Once the destination account has been selected, navigate to the Approvals section and enter the Approver email address(es) to add people who can review the flow in the destination account.
Click on Share Data Flow. In the pop-up, click on Share to Account.

Meanwhile, the added approver can go into the flow from the destination account and click on Approve or Reject Data Flow to approve it.

Once approved, the approver can Activate the data flow in the destination account.

Data Flow Feed Schedule

As per the data flow feed schedule, if the start date is not set, the data flow will pick up the data. However, once the start date is set, the flow will no longer search for any files uploaded prior to that date. Therefore, uploading a file before the scheduled date would not result in processing it; it should be done after the start date.

Once the start date is set, the data flow won't look for any files uploaded earlier than the start date.

Data Flow State Change Notifications

Email notifications are sent out under the following scenarios:

Data Flow is Activated
Data Flow is Deactivated
Data Flow is Shared from one account to another
Data Flow is requested to be approved
Data Flow is Approved
Data Flow is Rejected

In all these cases, users who are on the ZMP notification list will receive these emails as well as users whose emails were added in the Notifications or Approval steps when a data flow is shared.

Users who do not want to receive these emails will be able to remove themselves and even add back on in the future if their needs change.

Execution History

Execution History provides a running real-time list of all executions that are in progress or happened in the past.

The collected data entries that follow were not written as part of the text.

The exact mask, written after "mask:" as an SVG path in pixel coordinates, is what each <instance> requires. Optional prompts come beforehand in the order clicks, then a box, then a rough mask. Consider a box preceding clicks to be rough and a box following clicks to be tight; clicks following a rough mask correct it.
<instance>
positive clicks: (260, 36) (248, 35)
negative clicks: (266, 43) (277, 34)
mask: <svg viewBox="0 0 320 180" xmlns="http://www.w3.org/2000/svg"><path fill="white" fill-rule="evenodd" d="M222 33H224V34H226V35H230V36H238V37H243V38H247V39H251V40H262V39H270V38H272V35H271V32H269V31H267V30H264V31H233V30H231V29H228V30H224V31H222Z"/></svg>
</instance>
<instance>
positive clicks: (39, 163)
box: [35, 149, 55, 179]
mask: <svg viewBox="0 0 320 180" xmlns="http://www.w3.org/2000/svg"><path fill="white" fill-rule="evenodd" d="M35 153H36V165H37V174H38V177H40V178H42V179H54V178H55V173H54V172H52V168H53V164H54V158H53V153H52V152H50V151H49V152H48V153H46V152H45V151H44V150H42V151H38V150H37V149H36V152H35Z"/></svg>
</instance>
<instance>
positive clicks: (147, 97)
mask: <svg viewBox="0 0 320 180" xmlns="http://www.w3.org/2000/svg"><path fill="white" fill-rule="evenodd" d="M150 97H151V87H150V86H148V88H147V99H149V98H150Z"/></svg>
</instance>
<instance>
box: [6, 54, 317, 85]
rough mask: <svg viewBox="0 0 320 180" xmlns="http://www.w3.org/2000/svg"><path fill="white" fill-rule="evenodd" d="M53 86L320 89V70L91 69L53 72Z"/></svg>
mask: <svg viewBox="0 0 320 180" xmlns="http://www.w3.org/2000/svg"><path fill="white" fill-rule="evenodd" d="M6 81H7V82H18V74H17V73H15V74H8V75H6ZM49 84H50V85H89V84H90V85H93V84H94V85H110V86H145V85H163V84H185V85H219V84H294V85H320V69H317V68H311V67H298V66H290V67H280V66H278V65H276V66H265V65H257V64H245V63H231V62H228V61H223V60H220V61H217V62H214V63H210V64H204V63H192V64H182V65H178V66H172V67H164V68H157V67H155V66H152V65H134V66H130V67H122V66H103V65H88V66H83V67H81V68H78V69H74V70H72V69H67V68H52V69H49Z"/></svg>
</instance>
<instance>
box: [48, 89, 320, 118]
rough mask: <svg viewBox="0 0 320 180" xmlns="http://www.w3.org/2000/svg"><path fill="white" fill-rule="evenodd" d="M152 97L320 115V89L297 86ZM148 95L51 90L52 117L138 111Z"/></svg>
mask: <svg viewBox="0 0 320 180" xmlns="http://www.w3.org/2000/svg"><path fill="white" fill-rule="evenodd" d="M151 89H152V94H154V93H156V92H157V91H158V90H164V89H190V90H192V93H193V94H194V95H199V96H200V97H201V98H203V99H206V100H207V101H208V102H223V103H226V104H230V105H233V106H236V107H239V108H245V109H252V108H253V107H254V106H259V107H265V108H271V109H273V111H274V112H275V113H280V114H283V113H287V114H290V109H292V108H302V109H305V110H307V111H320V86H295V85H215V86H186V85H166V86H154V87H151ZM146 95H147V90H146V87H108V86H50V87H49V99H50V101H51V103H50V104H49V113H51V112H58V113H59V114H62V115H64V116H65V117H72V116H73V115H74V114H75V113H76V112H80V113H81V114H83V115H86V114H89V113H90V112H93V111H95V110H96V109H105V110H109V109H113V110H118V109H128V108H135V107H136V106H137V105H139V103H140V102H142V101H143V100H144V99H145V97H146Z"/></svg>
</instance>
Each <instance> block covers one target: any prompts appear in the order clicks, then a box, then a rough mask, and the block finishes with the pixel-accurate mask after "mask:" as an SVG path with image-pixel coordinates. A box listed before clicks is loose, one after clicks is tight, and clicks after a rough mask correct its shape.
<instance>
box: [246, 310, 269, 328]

From the data flows list view, click on the action menu against the data flow and click on Execution History.

The flow could be Running, Completed with Success, or Completed with failure.
A list of metrics such as input file name, row count, etc will also be displayed.
There is also a badge that shows up when a data flow fails. The badge remains till the next 10 runs execute successfully at which point it clears up. The badge is clickable, and upon clicking navigates the user automatically to the newest error.

You can also use the search icon on the right as well as the date filter.